Dans une interview vous aviez dit : « Il y a toujours un moment où ça coince », en parlant de l’élaboration de vos albums. Sur Everest, vous n’étiez pas d’accord sur la pochette. Qu’est-ce qui a coincé pour celui ci ?

Lionel : Ça a vraiment coincé au mix, on a vraiment galéré. On pensait avoir un disque super bien fignolé en studio, tous les sons étaient nickel, mais bizarrement aucune des personnes avec qui on a tenté de mixer le disque ne collait.

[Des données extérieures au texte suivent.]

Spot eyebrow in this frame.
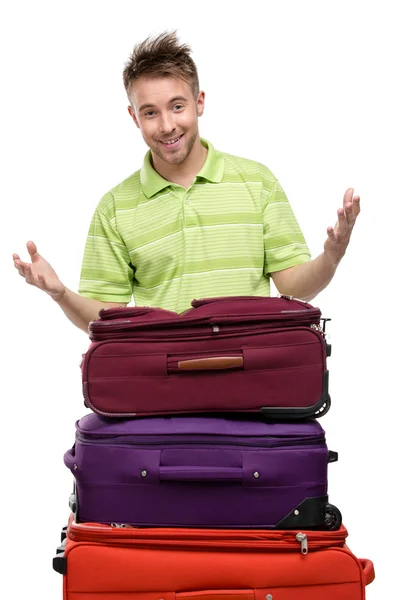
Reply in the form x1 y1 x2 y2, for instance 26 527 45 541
139 96 188 112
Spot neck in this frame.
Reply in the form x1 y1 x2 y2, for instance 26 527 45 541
151 135 208 187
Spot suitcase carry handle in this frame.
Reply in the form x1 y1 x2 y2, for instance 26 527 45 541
359 558 375 585
159 465 243 483
168 355 243 373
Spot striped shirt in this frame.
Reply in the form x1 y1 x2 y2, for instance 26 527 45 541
79 138 310 312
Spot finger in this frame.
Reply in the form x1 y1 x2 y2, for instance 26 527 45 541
36 273 46 290
335 208 348 239
14 259 25 276
343 188 354 208
326 227 336 242
23 264 33 285
27 240 40 262
344 202 355 225
353 196 360 219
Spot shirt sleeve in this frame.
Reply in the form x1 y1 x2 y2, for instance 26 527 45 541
79 193 134 304
263 179 311 275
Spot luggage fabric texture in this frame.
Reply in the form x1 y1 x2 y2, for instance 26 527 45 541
64 413 341 529
53 519 374 600
81 296 330 419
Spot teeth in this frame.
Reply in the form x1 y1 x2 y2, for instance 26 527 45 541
163 136 181 146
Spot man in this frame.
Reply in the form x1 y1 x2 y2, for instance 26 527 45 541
13 32 360 331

Antoine : Ça vient surtout du fait qu’on était très contents des versions studio. Et au moment où on a fini les enregistrements, on a pris trois mois de pause parce que j’allais être papa. Donc on n’a plus touché au disque mais on a beaucoup écouté les versions qu’on avait, et on est restés sur ce sentiment d’accomplissement. Mais quand on a envoyé tout ça à des mixeurs, la plupart revenaient un peu à zéro alors qu’on était déjà trop attachés à énormément de choses sur ce disque. Finalement, l’histoire est marrante parce que l’assistant de sessions, qui était en studio avec nous, nous a envoyé un mail en nous disant qu’il avait fait un mix et là c’était vraiment bien, c’était exactement ce qu’on cherchait, donc il a mixé quasiment tout le disque.